Ma come si arriva a questo? Ciò che non mi convince in fondo nel
discorso di Valentino è il richiamo alla autoformazione, che finora è
sempre stata volontaria e che riguarda una piccola parte dei docenti.
(vedi ultimo documento di “Proteo” sulla volontarietà: era ora che una
organizzazione legata a un certo Sindacato progressista e non
corporativo , si spera, dicesse le cose come stanno veramente)
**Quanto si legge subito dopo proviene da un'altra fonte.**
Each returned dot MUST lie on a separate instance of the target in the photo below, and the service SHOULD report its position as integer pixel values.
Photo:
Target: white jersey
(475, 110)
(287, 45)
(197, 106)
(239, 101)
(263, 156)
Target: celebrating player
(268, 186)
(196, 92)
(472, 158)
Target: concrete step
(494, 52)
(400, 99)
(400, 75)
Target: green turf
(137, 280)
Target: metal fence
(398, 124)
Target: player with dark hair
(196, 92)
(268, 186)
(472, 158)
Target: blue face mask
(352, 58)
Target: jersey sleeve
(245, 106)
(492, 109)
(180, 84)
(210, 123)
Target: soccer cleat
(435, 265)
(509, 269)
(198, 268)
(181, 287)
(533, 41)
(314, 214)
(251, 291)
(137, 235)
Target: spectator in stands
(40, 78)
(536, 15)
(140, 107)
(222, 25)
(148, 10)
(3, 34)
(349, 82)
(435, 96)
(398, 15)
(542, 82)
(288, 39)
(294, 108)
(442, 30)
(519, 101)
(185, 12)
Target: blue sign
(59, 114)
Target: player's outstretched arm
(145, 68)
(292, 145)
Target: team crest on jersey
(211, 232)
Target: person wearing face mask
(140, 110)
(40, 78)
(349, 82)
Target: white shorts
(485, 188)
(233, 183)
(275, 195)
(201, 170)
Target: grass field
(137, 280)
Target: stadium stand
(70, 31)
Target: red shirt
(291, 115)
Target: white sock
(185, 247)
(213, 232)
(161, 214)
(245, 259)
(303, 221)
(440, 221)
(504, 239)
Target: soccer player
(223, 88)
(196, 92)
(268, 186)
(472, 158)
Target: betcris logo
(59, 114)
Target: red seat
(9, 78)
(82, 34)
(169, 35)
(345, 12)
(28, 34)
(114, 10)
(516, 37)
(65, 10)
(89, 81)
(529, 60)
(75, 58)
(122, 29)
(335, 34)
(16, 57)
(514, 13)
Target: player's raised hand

Ora va di moda l’Autonomia, come negli anni 70 c’era la libertà di
insegnamento e…. di recisero!. Peccato che ci si dimentichi che
entrambi i concetti, come affermava giustamente l’Ispettore Portolano
in un libricino di qualche anno fa. vanno riferiti agli studenti (i
veri destinatari della “libertà di insegnamento”) e non ai docenti
8come comunemente si intende o alla Scuola. Una autonomia non
finalizzata al “successo formativo” è un guscio vuoto, è ancora una
volta licenza di fare quello che si vuole. I “recuperoi” attuati come
nella maggior parte dei casi negli anni precedenti sono, lo dirò
brutalmente, una integrazione salariale, dopo l’abolizione (a parole,
perché nei fatti mi risulta che ne esistano eccome) delle lezioni
private. Detto en passant, perché le “lezioni aggiuntive” (quelli
delle medie intendo) costano 35 e i corsi di recupero 50 Euro?
ANDARE
ALL’ORIGINE-……..
Mi fermo qui perché
vorrei riprendere in un prossimo intervento quello che poi è il
problema dei problemi sui cui il Decreto sui “debiti” nemmeno sfiora e
che invece appare per la prima volta in una recente Direttiva vale a
dire la questione dell’ORIGINE
delle carenze
Non mi stancherò mai di ripeterlo: pensare di intervenire all’inizio
della Scuola secondaria superiore, come si fa da tanti, troppi anni, è
nella maggior parte dei casi illusorio. Ma su questo ormai anche il
Ministro ha cominciato a riflettere, a seguito anche del confronto fra
i risultati di Pearls in IV elementare e quelli OCSE, e ne è venuto
fuori la Direttiva 113 sulla scuola media (che sproporzione tra i
circa 300 milioni per le superiori e i 5 della Media!).